Catching a problem early can help with the intervention that might prevent problems, so the program also monitors threats even before the presence of harmful insects is confirmed. The branch also monitors insects that are already confirmed to be in the area by tracking populations, assessing the damage they cause, and taking action when appropriate, Huelsman said.
So what are those pests that can damage trees to the point of killing them?

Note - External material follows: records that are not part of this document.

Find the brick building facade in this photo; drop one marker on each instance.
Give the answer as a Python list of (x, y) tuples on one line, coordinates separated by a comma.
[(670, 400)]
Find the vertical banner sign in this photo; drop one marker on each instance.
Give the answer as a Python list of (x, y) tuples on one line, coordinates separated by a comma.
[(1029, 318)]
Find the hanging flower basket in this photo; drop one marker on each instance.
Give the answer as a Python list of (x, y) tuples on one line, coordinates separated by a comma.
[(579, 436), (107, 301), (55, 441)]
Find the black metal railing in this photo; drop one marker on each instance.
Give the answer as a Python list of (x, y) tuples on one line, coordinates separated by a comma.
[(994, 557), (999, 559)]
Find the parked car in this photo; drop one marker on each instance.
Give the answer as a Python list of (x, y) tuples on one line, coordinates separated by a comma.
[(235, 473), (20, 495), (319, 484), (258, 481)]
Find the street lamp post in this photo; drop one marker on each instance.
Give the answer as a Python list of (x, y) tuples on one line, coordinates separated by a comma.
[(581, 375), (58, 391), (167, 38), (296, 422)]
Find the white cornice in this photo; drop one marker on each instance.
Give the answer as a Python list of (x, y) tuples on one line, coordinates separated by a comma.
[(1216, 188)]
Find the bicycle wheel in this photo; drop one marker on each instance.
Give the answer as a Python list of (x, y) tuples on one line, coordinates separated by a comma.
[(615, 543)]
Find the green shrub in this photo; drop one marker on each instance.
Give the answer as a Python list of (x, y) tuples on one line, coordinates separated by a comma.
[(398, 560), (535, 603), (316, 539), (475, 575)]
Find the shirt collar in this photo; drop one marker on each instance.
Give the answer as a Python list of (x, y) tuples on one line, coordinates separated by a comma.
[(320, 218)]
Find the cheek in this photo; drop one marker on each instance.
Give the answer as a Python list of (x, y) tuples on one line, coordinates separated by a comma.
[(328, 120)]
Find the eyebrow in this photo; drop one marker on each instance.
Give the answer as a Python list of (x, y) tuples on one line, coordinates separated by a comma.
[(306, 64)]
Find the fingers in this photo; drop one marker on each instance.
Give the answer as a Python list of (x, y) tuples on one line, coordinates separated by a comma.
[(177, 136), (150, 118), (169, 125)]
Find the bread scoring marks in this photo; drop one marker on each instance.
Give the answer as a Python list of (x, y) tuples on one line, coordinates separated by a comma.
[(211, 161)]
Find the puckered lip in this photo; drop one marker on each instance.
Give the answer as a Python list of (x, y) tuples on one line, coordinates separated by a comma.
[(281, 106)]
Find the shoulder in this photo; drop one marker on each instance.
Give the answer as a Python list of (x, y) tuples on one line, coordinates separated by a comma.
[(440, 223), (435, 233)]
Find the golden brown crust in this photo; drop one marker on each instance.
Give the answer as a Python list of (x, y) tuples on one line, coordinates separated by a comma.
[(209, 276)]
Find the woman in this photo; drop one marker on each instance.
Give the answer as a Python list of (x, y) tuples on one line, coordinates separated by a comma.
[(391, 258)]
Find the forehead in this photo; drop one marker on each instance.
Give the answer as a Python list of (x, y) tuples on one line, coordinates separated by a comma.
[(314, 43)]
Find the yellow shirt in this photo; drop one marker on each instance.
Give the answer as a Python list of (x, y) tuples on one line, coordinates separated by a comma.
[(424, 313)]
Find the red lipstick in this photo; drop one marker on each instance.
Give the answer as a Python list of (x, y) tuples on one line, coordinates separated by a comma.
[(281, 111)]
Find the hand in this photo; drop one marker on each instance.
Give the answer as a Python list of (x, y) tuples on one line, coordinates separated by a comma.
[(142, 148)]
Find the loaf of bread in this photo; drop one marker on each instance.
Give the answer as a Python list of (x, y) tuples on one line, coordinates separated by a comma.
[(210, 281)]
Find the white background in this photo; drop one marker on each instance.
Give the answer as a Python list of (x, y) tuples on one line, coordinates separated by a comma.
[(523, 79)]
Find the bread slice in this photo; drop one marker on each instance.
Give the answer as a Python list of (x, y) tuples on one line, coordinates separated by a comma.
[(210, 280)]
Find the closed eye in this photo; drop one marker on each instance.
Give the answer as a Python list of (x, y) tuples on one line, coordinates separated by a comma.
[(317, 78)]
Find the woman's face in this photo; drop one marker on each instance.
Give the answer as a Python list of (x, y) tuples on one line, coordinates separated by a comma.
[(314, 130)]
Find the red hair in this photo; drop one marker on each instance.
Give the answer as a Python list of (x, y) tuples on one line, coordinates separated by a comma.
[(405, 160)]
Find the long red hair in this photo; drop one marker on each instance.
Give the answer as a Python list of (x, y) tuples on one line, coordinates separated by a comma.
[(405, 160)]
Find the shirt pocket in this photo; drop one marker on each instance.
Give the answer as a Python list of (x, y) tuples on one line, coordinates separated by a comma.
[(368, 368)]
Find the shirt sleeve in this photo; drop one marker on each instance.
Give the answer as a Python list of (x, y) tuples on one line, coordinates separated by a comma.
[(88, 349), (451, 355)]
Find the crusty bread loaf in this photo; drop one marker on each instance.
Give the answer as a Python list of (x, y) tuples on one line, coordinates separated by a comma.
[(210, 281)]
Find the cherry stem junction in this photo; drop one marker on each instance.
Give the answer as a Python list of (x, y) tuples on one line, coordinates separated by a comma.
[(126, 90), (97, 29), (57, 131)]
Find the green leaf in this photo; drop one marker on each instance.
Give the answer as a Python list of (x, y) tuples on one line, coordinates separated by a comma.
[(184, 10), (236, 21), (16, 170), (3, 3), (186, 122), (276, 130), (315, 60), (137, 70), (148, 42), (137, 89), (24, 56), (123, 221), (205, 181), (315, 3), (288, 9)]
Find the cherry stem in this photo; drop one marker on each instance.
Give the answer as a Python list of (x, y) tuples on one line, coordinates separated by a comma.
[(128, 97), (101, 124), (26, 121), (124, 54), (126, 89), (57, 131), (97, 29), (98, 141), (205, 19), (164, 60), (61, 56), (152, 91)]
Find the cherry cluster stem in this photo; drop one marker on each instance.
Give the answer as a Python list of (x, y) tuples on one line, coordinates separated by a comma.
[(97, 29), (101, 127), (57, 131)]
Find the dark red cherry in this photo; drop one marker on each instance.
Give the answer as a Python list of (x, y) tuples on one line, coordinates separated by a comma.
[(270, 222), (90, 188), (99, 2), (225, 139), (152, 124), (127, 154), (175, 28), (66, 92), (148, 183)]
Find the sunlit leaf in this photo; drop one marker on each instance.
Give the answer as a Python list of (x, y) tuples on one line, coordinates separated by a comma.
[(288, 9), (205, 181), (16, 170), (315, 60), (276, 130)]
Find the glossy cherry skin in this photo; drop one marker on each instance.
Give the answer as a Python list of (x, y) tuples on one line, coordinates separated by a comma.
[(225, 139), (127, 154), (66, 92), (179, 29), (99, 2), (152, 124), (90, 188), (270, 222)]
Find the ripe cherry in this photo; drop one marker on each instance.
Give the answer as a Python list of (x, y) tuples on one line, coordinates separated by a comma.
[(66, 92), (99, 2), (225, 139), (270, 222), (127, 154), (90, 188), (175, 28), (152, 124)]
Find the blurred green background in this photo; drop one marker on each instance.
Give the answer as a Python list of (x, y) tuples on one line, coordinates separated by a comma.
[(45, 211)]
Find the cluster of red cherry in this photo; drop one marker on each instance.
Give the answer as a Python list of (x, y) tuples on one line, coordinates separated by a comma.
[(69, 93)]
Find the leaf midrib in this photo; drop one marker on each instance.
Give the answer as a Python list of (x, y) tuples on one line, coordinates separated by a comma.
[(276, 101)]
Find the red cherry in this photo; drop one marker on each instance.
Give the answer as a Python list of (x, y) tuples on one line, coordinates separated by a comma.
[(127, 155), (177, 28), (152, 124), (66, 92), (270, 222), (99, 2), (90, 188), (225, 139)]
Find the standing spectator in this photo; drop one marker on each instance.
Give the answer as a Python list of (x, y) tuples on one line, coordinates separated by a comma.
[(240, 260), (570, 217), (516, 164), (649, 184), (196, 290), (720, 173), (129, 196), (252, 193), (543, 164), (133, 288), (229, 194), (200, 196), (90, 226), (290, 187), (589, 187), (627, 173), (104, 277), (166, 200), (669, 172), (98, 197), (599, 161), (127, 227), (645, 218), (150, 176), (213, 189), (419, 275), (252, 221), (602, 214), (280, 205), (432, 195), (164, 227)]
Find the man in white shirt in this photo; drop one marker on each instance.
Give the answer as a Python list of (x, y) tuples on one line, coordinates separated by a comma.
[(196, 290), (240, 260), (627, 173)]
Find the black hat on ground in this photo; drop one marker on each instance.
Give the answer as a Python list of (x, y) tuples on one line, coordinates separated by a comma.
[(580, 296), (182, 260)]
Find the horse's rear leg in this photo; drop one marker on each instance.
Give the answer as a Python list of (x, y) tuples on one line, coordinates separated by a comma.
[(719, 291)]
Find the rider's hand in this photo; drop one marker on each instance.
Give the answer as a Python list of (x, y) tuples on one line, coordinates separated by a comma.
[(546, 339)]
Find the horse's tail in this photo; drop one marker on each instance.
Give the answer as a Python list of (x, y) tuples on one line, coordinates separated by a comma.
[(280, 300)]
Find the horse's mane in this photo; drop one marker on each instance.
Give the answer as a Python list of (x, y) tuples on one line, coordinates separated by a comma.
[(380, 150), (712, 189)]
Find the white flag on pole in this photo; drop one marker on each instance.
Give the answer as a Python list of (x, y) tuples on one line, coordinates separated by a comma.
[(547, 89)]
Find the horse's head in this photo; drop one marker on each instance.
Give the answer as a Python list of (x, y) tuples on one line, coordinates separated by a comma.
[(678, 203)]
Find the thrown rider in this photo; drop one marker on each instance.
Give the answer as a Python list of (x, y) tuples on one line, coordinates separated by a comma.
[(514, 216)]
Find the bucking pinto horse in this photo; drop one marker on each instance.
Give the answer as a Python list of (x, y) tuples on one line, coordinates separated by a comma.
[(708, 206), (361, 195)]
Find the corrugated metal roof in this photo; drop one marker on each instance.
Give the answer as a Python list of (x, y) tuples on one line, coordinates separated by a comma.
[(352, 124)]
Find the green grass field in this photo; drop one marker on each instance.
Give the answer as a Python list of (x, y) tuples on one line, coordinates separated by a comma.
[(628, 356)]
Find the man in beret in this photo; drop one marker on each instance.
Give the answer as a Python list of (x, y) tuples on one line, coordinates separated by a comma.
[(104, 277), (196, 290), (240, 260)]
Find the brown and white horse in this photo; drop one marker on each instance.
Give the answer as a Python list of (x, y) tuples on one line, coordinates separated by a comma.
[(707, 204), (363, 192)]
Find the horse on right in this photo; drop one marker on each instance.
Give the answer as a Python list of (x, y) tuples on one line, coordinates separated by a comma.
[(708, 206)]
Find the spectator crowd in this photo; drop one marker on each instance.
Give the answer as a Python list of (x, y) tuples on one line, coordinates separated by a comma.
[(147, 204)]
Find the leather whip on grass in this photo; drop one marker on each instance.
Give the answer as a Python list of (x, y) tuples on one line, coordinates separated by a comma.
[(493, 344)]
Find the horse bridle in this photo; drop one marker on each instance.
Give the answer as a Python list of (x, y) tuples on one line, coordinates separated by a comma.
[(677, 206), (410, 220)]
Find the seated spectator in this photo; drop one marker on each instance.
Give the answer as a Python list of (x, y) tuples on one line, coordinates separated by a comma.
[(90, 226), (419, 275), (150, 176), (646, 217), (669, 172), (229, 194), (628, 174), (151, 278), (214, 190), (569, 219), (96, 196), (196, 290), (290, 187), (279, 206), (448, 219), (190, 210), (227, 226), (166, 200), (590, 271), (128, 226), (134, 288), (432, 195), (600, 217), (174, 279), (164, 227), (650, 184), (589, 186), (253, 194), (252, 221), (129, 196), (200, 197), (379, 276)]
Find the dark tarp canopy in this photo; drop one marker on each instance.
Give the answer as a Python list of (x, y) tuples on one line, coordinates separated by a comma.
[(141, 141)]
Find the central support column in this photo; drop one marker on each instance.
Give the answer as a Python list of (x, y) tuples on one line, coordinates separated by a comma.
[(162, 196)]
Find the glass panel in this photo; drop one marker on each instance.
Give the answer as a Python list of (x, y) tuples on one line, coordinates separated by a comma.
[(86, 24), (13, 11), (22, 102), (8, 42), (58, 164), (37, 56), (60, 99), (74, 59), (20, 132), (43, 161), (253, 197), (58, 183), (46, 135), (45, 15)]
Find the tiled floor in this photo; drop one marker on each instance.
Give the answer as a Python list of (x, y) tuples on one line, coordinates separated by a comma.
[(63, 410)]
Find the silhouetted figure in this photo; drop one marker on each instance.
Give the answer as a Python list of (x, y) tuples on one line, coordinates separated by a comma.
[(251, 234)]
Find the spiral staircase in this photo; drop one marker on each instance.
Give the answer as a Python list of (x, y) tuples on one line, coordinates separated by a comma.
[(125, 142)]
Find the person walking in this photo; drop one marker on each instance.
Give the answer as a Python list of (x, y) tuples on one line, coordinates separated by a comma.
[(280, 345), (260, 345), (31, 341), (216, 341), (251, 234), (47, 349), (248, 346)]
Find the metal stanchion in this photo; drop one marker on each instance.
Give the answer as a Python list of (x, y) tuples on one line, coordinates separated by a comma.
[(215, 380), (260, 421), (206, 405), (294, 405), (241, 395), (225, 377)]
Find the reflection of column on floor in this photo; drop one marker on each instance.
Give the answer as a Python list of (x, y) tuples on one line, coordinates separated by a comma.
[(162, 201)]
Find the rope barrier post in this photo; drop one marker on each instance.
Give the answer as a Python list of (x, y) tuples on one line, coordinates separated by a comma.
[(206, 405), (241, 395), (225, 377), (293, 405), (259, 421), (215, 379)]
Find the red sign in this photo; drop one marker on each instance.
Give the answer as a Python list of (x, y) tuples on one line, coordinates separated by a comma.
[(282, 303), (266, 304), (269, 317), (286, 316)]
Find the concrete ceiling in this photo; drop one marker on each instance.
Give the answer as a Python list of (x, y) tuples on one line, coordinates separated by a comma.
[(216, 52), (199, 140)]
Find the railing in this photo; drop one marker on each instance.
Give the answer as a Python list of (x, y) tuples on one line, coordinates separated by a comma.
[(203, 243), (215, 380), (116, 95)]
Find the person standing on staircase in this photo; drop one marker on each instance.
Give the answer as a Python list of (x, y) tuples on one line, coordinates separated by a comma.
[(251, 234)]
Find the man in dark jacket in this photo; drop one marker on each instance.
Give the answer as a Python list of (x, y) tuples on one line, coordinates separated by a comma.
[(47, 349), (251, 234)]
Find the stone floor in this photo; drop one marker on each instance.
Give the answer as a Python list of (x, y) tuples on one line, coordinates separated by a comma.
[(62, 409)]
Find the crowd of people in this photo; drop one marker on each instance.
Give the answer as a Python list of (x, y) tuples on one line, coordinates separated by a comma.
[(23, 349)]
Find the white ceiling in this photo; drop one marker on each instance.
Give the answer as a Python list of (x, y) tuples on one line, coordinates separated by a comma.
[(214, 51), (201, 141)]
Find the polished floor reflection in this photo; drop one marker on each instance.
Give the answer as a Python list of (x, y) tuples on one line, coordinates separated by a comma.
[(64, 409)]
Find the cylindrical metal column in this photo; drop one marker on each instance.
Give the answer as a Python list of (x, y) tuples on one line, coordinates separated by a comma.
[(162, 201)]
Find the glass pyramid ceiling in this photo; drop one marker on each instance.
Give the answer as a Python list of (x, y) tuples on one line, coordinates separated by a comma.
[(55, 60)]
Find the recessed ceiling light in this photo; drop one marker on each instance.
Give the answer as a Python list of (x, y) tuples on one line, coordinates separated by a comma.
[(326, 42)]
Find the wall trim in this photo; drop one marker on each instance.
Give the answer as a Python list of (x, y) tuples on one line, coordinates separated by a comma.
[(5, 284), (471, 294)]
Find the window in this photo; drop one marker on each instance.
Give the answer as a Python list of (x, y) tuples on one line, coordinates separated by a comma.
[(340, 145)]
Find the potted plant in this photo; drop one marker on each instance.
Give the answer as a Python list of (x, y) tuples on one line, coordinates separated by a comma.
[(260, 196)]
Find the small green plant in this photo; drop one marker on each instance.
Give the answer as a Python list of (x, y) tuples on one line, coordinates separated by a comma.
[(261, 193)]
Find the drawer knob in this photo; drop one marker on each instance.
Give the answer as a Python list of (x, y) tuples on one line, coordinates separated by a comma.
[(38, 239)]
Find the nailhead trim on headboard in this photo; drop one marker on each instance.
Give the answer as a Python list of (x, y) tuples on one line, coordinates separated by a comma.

Wood boring beetles, sap suckers, fungi and defoliators are among the most likely.
Wood boring beetles, such as the Asian Longhorned Beetles and the Emerald Ash Borer, are two types of damaging beetles that eat through the tree's inner wood, Huelsman said. "In early stages these pests can sometimes be hard to find, but looking closely you may see exit holes where beetles emerge as adults or sites where eggs were laid or dying branches."
Sap suckers, including the Spotted Lanternfly and Hemlock Woolly Adelgid, damage trees by piercing plant tissue to consume the sugary sap. When the Spotted Lanternfly is present, trees can show wilted leaves and dead branches. Oozing sap can be visible with sooty mold or other molds developing at the base of the tree as the lanternfly feeds.
Defoliators, such as Fall Cankerworms and Gypsy Moths, eat leaves which prevents the tree from photosynthesizing. Trees can tolerate some defoliation, and some leaf feeding helps support the larger ecosystem. But too much defoliation, particularly in early spring, can stress trees to the point of death.
Pests can also spread through human activity, Huelsman said. The Walnut Twig Beetle and other wood boring insects can be transported via untreated firewood and other unfinished wood articles. Insects like the Gypsy Moth and Spotted Lanternfly lay eggs that can be attached to things like lawn furniture, brick and stone.